Wednesday, December 4, 2019

The Most Boring Late Fall in Years

What does a meteorologist fear most?   Severe thunderstorms, heavy snow, a powerful tropical cyclone?   Or perhaps a powerful midlatitude cyclone?

Nope.   What we really fear is boring, pedestrian weather, and November and December of this year is proving to be  terrifyingly dull.

The stormiest weather of the year in our neighborhood should be the last two weeks of November.  Not this year---little rain and lots of sun.  And the forecasts for the rest of the month are not promising.

As described in my previous blog, November 2019 was one for the record books--the driest November in 43 years in Seattle and most of Washington State.

Winds?  We got to 19 mph one day, here in Seattle, and the big potential storm headed to northern California.

Snowpack?   Right now, it is well below normal-- roughly one-third of what we usually have this time of the year (see plot).  As a result, the North Cascades highway is still open.

OK...this is depressing.  Surely, we will be getting some active weather soon, right?  Well, a modest low pressure system will move south of us on Friday and Saturday morning (see surface map at 8 AM Saturday), but that will dump most of its precipitation over California (see 24-h total ending 5 PM Saturday).  California gets the winds and precipitation...we get the leftover.   Thanksgiving is way past--I am tired of leftovers.

But then the unthinkable happens:  a series of ridges (high pressure) will build over the northeast Pacific providing generally dry conditions through mid-month.  Looking at the highly skillful European Center ensemble system, its predicted  precipitation anomaly shows drier than normal conditions over us).
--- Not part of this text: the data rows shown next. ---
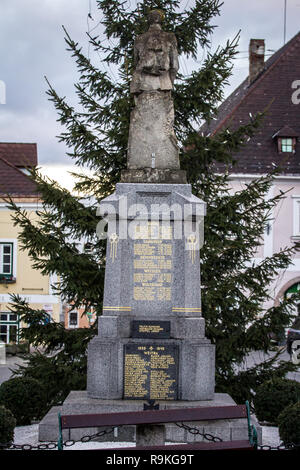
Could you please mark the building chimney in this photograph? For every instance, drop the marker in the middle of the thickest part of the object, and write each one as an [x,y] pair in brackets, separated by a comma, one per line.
[256,58]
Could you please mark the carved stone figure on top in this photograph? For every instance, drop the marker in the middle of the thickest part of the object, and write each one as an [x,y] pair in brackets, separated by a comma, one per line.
[155,58]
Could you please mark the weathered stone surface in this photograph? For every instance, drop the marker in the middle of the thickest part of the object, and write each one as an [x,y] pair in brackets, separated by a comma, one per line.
[152,274]
[150,435]
[155,58]
[152,142]
[153,175]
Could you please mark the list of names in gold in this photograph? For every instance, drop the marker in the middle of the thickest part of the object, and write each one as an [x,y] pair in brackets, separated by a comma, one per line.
[150,372]
[153,262]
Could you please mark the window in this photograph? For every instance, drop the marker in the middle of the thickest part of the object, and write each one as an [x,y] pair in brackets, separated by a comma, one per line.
[296,216]
[73,320]
[287,144]
[286,140]
[6,259]
[9,328]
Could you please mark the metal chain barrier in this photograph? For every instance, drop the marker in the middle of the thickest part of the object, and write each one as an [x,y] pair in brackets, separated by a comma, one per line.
[207,436]
[68,443]
[53,444]
[210,437]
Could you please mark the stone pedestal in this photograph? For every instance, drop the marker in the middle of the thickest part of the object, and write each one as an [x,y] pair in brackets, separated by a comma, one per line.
[151,339]
[2,353]
[79,403]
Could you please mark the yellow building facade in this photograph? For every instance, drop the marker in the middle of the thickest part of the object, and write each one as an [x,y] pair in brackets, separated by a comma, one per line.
[17,275]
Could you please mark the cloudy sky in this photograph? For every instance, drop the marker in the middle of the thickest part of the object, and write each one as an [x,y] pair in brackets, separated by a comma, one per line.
[32,46]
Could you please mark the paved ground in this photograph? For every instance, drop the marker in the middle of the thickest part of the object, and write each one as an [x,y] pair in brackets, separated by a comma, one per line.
[11,363]
[29,434]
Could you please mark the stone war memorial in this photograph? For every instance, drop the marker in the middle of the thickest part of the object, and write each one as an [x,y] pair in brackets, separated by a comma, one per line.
[151,344]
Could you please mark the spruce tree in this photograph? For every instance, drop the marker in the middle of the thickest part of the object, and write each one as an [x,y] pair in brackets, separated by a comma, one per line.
[233,288]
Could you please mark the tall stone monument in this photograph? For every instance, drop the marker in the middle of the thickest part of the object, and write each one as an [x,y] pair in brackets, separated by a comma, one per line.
[151,342]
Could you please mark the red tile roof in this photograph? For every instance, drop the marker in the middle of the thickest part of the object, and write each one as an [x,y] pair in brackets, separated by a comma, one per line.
[12,180]
[19,154]
[272,89]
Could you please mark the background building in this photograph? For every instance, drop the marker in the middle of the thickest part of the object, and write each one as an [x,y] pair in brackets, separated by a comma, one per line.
[272,86]
[16,272]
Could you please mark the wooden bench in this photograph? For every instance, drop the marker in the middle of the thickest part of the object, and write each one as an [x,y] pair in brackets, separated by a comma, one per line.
[158,417]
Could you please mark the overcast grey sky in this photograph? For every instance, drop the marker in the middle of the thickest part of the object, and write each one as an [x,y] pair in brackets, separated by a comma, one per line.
[32,45]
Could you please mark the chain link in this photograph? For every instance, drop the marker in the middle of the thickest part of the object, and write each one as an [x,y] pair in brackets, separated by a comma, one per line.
[87,438]
[53,444]
[210,437]
[207,436]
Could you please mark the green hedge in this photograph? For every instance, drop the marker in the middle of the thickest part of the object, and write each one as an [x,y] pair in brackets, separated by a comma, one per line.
[289,424]
[7,426]
[273,396]
[25,398]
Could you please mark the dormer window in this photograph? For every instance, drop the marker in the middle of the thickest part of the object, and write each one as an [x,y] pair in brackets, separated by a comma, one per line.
[286,140]
[287,144]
Major storms?  Intense atmospheric rivers?  Forget it.  The origin of this dull situation?  Persistent high pressure over the northeast Pacific and the our region.    You want interesting weather?  Head to California.

Monday, December 2, 2019

The Driest November in 43 Years

November was an extraordinarily dry and sunny month over Washington State.
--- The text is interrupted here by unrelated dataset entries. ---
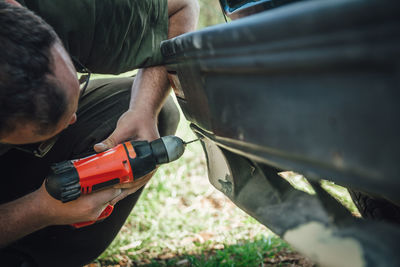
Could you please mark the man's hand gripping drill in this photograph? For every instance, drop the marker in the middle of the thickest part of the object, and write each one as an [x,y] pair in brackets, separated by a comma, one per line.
[125,163]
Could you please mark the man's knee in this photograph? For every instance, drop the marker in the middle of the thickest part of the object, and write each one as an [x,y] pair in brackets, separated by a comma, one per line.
[169,117]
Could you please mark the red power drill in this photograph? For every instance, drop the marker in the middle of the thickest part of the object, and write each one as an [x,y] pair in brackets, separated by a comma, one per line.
[124,163]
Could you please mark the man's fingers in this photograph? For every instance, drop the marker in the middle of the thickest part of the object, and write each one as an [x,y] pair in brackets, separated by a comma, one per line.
[124,193]
[106,144]
[105,196]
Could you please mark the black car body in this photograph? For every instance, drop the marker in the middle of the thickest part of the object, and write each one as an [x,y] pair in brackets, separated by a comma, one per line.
[307,86]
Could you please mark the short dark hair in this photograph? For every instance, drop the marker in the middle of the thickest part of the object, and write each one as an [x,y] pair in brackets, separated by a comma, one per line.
[29,91]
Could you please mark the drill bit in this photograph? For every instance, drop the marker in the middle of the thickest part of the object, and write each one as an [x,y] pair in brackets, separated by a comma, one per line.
[192,141]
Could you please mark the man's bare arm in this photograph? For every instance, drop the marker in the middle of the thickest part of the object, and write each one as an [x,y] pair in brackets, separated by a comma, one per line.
[149,91]
[37,210]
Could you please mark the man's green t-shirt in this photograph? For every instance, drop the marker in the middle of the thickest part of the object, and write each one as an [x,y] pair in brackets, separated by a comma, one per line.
[108,36]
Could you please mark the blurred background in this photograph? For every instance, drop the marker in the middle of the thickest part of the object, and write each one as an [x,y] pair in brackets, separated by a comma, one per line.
[182,220]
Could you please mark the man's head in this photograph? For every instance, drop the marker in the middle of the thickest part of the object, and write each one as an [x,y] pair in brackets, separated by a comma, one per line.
[39,89]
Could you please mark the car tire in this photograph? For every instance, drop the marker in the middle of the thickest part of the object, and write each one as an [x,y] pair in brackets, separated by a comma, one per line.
[375,207]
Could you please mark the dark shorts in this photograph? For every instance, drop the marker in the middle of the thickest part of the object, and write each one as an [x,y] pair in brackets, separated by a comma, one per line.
[101,106]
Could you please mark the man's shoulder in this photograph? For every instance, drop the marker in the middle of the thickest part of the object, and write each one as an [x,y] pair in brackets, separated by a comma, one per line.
[108,36]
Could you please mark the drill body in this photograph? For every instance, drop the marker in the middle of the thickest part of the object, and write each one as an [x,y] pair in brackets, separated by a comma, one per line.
[124,163]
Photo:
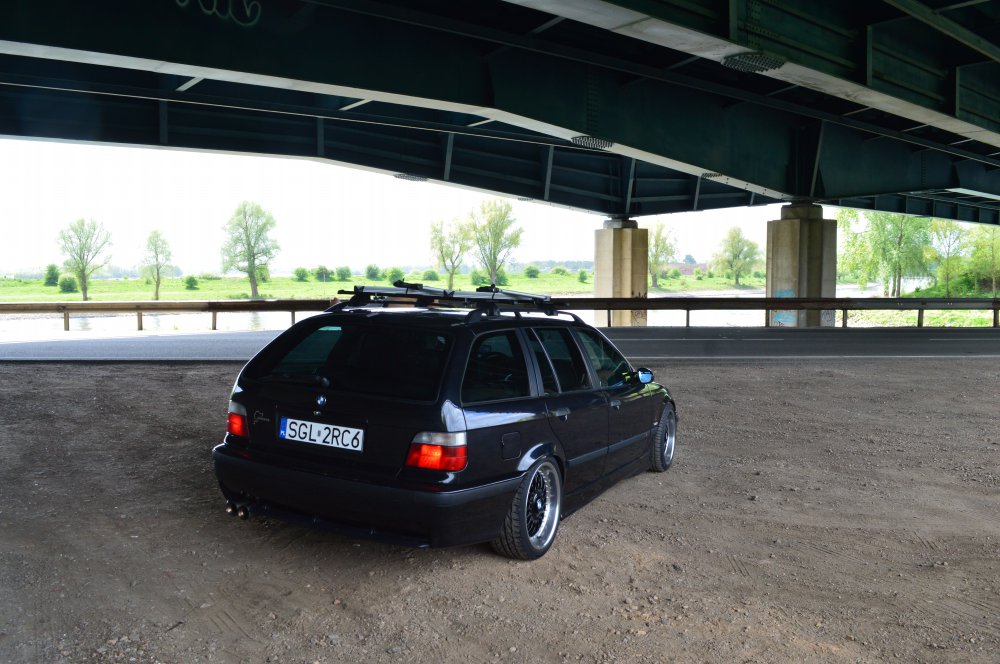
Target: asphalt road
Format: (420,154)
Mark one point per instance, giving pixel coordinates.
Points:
(639,344)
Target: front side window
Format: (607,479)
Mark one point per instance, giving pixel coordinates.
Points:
(395,362)
(611,366)
(496,369)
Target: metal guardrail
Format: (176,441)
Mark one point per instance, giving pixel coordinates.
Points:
(686,304)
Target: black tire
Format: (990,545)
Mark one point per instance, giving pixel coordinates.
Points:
(665,441)
(530,526)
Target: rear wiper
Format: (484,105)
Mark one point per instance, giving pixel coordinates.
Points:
(296,378)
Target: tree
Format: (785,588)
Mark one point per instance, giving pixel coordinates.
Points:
(737,254)
(248,248)
(661,251)
(450,246)
(52,275)
(493,235)
(156,262)
(85,244)
(948,239)
(985,260)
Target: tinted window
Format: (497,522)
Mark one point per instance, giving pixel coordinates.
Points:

In Seattle, the monthly total was only 1.71 inches, 4.86 inches less than the normal 6.57 inches (26% of normal).    More like our typical rainfall in September or May.
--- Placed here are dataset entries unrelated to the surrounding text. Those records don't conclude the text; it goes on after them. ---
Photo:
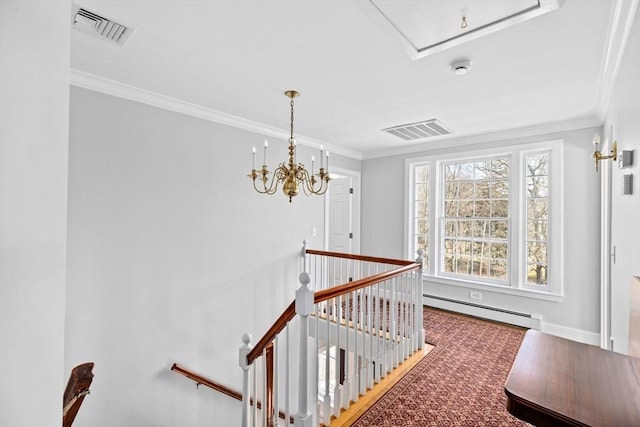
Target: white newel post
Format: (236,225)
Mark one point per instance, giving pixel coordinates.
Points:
(304,255)
(419,309)
(242,359)
(304,307)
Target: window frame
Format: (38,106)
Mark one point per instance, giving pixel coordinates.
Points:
(516,282)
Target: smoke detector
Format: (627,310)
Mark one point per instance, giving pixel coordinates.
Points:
(460,67)
(96,25)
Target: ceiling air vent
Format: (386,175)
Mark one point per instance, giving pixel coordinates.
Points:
(99,26)
(419,130)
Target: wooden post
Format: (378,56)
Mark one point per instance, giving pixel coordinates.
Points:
(304,307)
(418,303)
(242,359)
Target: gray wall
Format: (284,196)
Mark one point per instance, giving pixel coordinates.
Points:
(577,314)
(172,257)
(34,100)
(624,116)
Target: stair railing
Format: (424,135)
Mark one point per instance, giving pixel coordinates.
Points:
(354,319)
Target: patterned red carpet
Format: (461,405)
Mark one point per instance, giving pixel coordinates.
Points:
(459,383)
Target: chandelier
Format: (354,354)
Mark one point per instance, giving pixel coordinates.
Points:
(292,176)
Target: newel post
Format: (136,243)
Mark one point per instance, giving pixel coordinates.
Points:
(304,307)
(242,359)
(418,303)
(304,255)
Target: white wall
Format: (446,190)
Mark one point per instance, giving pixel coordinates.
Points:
(34,99)
(624,116)
(172,257)
(577,315)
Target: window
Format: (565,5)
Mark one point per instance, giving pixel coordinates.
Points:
(476,219)
(421,210)
(537,218)
(486,219)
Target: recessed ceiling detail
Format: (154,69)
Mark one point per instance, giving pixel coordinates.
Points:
(427,27)
(99,26)
(419,130)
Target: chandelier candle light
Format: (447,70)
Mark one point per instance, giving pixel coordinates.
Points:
(292,176)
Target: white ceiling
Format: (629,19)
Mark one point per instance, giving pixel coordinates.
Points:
(355,78)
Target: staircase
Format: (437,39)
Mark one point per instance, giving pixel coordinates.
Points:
(354,320)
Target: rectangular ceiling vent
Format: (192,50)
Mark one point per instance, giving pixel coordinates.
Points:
(99,26)
(419,130)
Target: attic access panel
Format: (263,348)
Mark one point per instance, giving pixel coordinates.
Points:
(427,27)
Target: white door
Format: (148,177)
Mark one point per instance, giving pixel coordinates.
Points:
(343,212)
(340,215)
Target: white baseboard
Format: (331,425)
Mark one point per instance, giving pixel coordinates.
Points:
(512,318)
(573,334)
(532,321)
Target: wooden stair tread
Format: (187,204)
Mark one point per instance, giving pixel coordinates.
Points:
(356,410)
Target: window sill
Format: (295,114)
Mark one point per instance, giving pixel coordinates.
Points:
(468,284)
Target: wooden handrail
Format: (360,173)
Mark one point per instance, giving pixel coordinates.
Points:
(286,316)
(199,379)
(359,257)
(327,294)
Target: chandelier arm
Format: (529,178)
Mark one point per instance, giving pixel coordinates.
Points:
(267,189)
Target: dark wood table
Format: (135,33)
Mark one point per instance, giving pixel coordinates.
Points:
(558,382)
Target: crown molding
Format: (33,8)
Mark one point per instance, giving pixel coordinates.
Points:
(121,90)
(621,20)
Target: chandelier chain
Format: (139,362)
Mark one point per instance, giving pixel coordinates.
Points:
(291,126)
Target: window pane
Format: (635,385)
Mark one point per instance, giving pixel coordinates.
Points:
(500,208)
(499,189)
(537,186)
(537,208)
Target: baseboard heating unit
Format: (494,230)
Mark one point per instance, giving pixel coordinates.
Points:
(484,311)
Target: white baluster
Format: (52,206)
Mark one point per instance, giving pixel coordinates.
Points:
(304,255)
(419,309)
(304,307)
(242,359)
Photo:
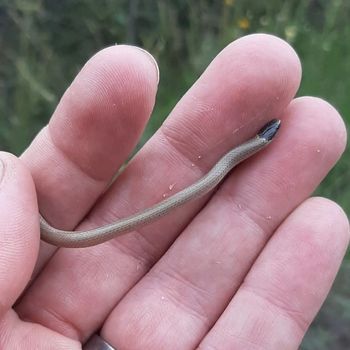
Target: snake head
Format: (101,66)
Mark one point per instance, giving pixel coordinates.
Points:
(269,130)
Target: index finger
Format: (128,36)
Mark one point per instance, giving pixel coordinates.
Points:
(92,131)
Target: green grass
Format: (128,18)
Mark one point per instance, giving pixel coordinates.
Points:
(44,43)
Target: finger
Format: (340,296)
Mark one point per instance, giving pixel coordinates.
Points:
(95,126)
(288,283)
(19,229)
(226,98)
(195,280)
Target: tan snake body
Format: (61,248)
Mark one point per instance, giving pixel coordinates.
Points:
(78,239)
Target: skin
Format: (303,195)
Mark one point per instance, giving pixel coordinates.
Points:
(247,267)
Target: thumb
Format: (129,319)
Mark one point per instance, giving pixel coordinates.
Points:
(19,229)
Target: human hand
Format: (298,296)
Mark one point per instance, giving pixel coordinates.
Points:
(247,268)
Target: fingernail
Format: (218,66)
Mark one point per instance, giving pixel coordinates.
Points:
(152,59)
(2,169)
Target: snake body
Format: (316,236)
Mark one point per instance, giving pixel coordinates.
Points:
(79,239)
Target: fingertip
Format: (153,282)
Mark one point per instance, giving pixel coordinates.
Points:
(268,61)
(325,128)
(327,210)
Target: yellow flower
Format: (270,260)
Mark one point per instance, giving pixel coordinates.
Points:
(244,23)
(229,2)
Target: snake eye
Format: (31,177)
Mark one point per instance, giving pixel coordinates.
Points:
(269,130)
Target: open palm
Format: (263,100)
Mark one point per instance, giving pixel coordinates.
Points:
(247,267)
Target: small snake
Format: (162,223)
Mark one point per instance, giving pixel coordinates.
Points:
(79,239)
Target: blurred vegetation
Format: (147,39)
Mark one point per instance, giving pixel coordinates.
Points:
(45,43)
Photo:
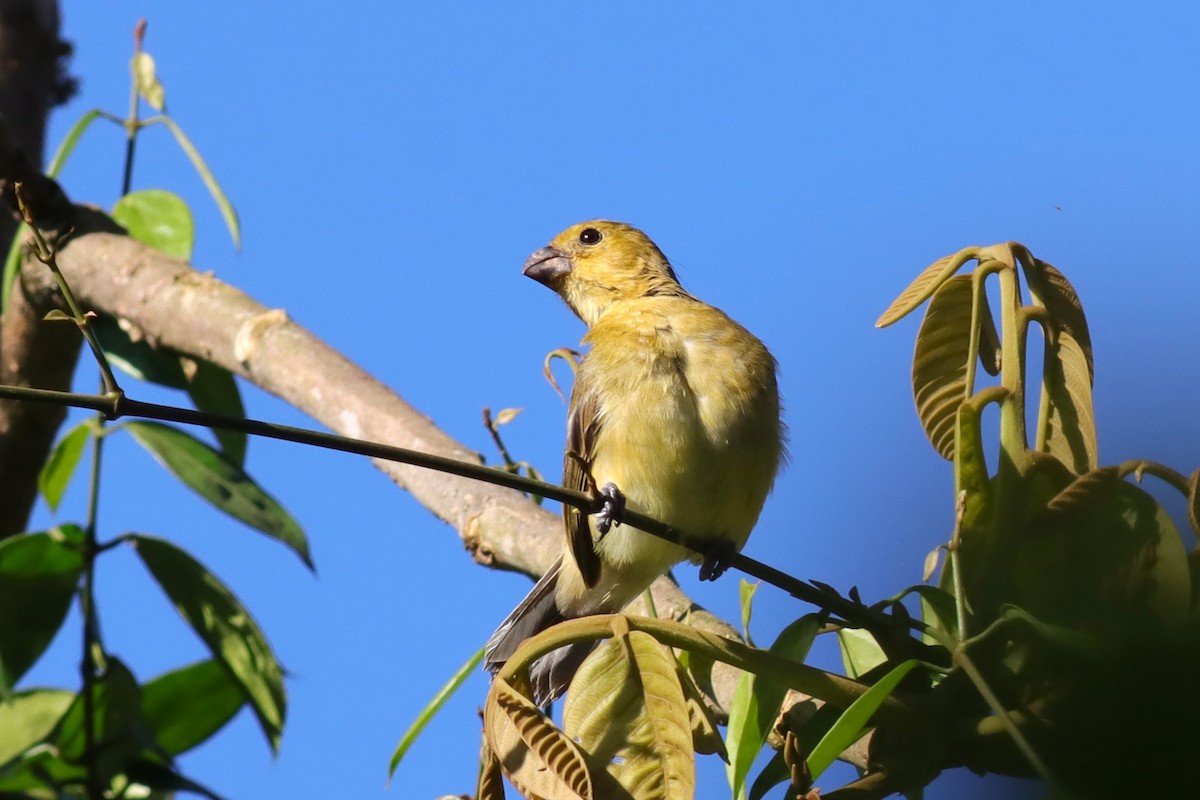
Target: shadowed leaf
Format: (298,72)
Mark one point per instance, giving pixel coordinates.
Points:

Spokane received .68 inches, only 30% of the normal 2.30 inches.

How unusual is this?   The last time Seattle was drier  in Novmeber was in the extraordinary winter of 1976, 43 years ago.

For Spokane, you would have to go back to 1993 to tie this November and 1976 to beat it.

Yes, 1976 was a startlingly dry year with a ridge of high pressure dominating much of the winter.

To get a spatial perspective on November precipitation, here is the difference from normal for the month.  Western Washington and Oregon were quite dry, with precipitation amounts that were 4 to 16 inches below normal.

But if you want to be impressed, here is the percentage of normal for the month.  Much of the Northwest received less than 25% of normal precipitation in November.

What makes this dryness particularly notable is that this should be the wettest period of the year.

The origin of the dry conditions? 

High pressure over the northeast Pacific.  To see this, here is the different from normal (the anomaly) of 500 hPa (about 18,000 ft) heights.  Substantially HIGHER than normal heights over the northeast Pacific.  Equivalently, think of unusually high pressure to the northeast  of Washington.  Such high pressure results in a much drier than normal conditions over the Northwest.  Cooler as well.

What about the future?

Amazingly, more of the same.  Take a look at the latest European Center precipitation prediction for the next 10 days (the anomaly, or difference from normal, is shown).  Dry over the Northwest and very wet over central California, the result of the jet stream heading south into the Bay Area.

Is the new normal expected under global warming?   Probably not.  In fact, our climate models suggest the opposite:  warmer and wetter conditions in November for our region as the planet warms.